The Chinese movie market is the second-largest in the world, and because of coronavirus restrictions in the US the world’s most populous nation is soon to take the top spot for financial returns.
But, for a movie to attract investors who want a risk free return production – they may need distribution deals with China.
This may mean altering the script, re-editing scenes, or even removing actors Beijing is displeased with.
This is all in aid of making the movie suit the political, moral, and cultural stipulations dictated by central authorities in Beijing, it has been claimed.
Author of ‘Hollywood Made in China’, Aynne Kokas, told VOA news: “Disney’s live-action remake of the animated classic Mulan cuts beyond concerns about China’s influence on movie scripts and storylines.
“The coronavirus pandemic is dealing a sickening blow to Hollywood.
“Theatres in key US cities such as New York and Los Angeles remain shut.
“With coronavirus, if the US box office doesn’t recover the Chinese box office could overtake it this year.
“China is seeing a surge in ticket sales since movie theatres started reopened in July coronavirus has now made China very important to Hollywood.”
US Republican Senator Ted Cruz wants Hollywood studios to lose federal funding if they submit to coercion to Chinese censor demands.

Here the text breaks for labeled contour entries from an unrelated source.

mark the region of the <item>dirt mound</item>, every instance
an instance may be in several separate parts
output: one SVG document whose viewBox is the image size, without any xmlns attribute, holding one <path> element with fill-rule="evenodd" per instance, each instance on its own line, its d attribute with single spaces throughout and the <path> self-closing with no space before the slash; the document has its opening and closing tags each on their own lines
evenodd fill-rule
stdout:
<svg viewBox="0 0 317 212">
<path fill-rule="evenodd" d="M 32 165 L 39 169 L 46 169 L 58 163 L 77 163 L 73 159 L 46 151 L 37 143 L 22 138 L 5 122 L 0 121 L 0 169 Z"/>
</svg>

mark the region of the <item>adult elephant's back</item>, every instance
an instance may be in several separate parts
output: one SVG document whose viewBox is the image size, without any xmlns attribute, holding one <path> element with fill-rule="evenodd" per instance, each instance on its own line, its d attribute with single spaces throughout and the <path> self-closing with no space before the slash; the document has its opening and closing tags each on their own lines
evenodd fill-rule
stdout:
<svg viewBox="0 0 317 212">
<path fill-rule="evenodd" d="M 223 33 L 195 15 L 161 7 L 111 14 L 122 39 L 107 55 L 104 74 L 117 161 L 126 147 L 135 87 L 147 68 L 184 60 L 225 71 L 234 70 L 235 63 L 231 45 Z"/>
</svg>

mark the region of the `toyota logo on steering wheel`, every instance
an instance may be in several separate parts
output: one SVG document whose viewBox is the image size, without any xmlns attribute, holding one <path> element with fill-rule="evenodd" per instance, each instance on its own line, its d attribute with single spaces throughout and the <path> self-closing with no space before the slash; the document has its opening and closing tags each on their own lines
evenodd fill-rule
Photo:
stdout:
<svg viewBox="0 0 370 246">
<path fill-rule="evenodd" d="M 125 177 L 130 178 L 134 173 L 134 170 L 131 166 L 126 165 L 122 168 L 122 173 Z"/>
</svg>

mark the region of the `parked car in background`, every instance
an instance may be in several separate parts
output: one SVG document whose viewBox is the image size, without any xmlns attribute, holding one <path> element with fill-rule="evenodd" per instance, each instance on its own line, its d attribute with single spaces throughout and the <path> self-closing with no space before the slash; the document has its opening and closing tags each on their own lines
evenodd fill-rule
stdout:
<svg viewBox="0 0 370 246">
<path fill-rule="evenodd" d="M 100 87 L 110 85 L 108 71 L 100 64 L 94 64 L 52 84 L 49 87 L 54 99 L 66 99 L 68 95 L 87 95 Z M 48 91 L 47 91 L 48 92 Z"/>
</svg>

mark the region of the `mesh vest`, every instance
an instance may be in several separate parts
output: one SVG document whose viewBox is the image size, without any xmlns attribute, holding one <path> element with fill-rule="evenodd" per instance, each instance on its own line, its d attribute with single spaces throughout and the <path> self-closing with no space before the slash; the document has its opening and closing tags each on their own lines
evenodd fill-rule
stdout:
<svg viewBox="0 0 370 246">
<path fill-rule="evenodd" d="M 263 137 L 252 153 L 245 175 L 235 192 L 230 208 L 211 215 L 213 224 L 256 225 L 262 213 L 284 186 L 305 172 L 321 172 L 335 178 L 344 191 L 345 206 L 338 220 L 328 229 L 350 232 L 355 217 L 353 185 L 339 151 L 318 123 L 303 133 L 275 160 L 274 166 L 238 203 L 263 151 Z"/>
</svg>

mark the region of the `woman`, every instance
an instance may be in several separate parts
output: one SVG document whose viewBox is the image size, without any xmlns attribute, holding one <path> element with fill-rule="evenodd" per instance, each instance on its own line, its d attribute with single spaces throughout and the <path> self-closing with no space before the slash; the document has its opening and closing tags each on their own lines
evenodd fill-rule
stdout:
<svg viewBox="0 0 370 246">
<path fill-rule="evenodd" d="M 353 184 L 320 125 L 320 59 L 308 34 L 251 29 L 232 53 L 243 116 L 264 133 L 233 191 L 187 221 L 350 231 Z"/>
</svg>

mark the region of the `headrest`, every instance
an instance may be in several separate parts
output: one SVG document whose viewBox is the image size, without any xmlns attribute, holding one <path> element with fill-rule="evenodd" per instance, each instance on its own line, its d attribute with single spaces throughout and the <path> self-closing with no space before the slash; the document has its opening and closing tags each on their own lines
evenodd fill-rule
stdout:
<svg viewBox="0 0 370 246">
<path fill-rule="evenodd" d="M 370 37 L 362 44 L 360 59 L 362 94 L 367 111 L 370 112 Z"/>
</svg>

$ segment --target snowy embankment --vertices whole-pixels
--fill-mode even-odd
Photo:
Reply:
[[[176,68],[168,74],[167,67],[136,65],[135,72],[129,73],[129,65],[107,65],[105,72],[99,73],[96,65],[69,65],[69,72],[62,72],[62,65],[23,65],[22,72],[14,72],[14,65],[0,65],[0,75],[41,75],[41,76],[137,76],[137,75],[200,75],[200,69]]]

But the lucrative returns of getting a film rolled out across China dwarf any amount the federal fund could muster up.
Speaking to Variety, sociologist Philip Fang said: “If you force Hollywood studios to choose between US government support and Chinese money, of course, they will choose the latter.
“And that means in the future, there will be more movies made with Chinese money and without US government’s involvement.”
Express.co.uk have asked both Paramount and Disney for a comment regarding China’s influence over their content, they have yet to reply.